2. Python set-up #
We are going to start by getting you set-up in Github and Codespaces. I’ll go through how our assignments are going to work in Github Classroom. These tools mean that you can do all of your coding in your browser using what are called Jupyter notebooks, but in an environment that acts like the common VS Code desktop setup, including version control with git and Github.
The Writing Code section from Coding for Economists is a great place to start. His Code Preliminaries section also introduces some important ideas, like IDEs, packages, and VS Code.
Then, I’ll discuss how to do a local install of our tools. I’ll get you set-up with the Anaconda distribution of Python, Jupyter notebooks, and VS Code. From VS Code, we can also use Jupyter notebooks. I would encourage you to get very comfortable with the Jupyter notebook format and VS Code. We’ll go over everything in class as well.
I will also show you other ways to use Jupyter notebooks, including Google Colab.

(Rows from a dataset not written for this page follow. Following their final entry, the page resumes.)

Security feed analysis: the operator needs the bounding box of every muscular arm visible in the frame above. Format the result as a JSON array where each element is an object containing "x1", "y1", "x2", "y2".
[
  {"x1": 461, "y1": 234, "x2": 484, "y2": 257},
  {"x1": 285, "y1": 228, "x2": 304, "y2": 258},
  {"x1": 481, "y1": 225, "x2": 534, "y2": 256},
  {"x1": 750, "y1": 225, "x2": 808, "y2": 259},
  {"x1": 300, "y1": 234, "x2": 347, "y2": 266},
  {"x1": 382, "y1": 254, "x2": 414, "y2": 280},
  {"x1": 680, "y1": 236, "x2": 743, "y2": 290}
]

In the end, we’ll be using Jupyter notebooks. Whether you use the Jupyter in Codespaces, Google Colab, or VS Code is up to you. I’ll tend to use VS Code in class, whether that is my local install or in Github Codespaces. Both are full feature developed environment. Jupyter notebooks in Anaconda and Google Colab are more limited.
For the local install, you can start with this video of me discussing how to download Anaconda and VS Code.
You can read more about Python and its history in Chapter 1 of Python for Data Analysis, 3E. Chapter 2 discusses Python basics, like Jupyter notebooks, in detail.
Getting started in Python isn’t easy. Even if you’re coming from another programming background, like Java, or a statistical language, like R. Data scientist (and good Twitter follow) Vicki Boykis has written about why getting started in Python can be hard.
This is a nice article on a modern Python data “stack”, especially if you’re coming from R. Note how she suggests using seaborn
and polars
, two newer packages, in place of matplotlib
and pandas
.
Don’t get discouraged!
2.1. Other tools#
This course is focused on using Python (and the VS Code IDE, Markdown, etc.) to solve financial problems. However, if you’re interested in building a full set of data/analytics tools, you need to know more.
This article, also by Vicki Boykis, outlines the need to learn three additional tools: Git, SQL, and the command line. I use all three in my day-to-day work, though I’m far from an expert in any of them. If you are thinking about working with data as a career, you should know these three tools.
Our notes touch on SQL, which is the standard database query language.